Now that Russian lawmakers have made solid progress killing social media in country, they have turned their attention to the important things: pornography. Liberal Democratic Party lawmaker Roman Khudyakov feels that the Russian 100 ruble bill (pictured above) contains a pornographic image.
The bill pictures the Greek God Apollo, wearing, well, what Greeks wore. Some kind of vague toga situation. The statue is from the portico at the Bolshoi Theater in Moscow, which was restored in 2010, and an important historic monument for Russians. At the time of restoration, Apollo's boy parts were covered with a fig leaf.
While the theater did painstakingly restore this portico, it was all in vain, according to Khudyakov. In his letter to the Central Bank of Russia, which issues banknotes, Khudyakov argued that the bill shows "intimate parts of the body" and therefore should come with an "18+" rating, similar to an R rating for movies. He believes that the scantily clad Apollo on the bill breaks the law which protects children from viewing "potentially damaging information." A 100 ruble bill is less than three United States dollars, so it is often given to kids as pocket money.

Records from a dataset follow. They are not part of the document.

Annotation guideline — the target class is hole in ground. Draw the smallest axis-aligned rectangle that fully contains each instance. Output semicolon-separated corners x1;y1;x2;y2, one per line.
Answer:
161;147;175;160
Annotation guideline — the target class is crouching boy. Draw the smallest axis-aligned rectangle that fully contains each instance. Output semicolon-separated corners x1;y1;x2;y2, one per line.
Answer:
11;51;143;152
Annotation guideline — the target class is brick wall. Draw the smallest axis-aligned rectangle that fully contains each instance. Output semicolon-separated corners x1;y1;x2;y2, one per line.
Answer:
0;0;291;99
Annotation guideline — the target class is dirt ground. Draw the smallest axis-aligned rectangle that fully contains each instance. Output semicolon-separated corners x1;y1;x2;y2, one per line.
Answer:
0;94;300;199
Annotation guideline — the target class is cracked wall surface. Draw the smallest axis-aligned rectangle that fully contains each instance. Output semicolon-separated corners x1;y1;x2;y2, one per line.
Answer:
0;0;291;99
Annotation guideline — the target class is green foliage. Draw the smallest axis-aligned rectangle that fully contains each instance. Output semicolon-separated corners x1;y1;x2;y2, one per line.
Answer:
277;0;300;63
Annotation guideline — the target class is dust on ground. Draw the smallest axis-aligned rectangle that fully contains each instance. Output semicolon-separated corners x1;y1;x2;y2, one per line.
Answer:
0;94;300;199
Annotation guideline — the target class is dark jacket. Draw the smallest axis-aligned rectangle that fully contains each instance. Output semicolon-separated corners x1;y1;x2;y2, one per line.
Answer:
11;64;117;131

As an alternative to Apollo, Khudyakov recommends the bill's image is replaced with the Black Sea port in Sevastopol, Crimea, as a tribute to Russia annexing the region from Ukraine in March.
While Khudyakov may technically be right about the bill violating pornography laws, the region in question is very difficult to see and replacing the image would be a logistical nightmare. For the Central Bank to replace the image, it would create a major financial burden, as all circulated bills would need to be replaced. An expert would need to review the existing image to verify it is unusable, then a new image would need to be decided upon.
Mikhail Kushnaryov, the deputy chief of Moscow's municipal bar association, believes the request to change the bill is ridiculous. "[If the bill is banned] then school textbooks on human anatomy would also have to be banned." Irina Rapoport, the head of the public council at the Health Ministry's center for medical and social problems of youth, agrees, "I think nothing terrible at all is going to happen if a girl sees the Apollo statue on the bill," she was quoted as saying.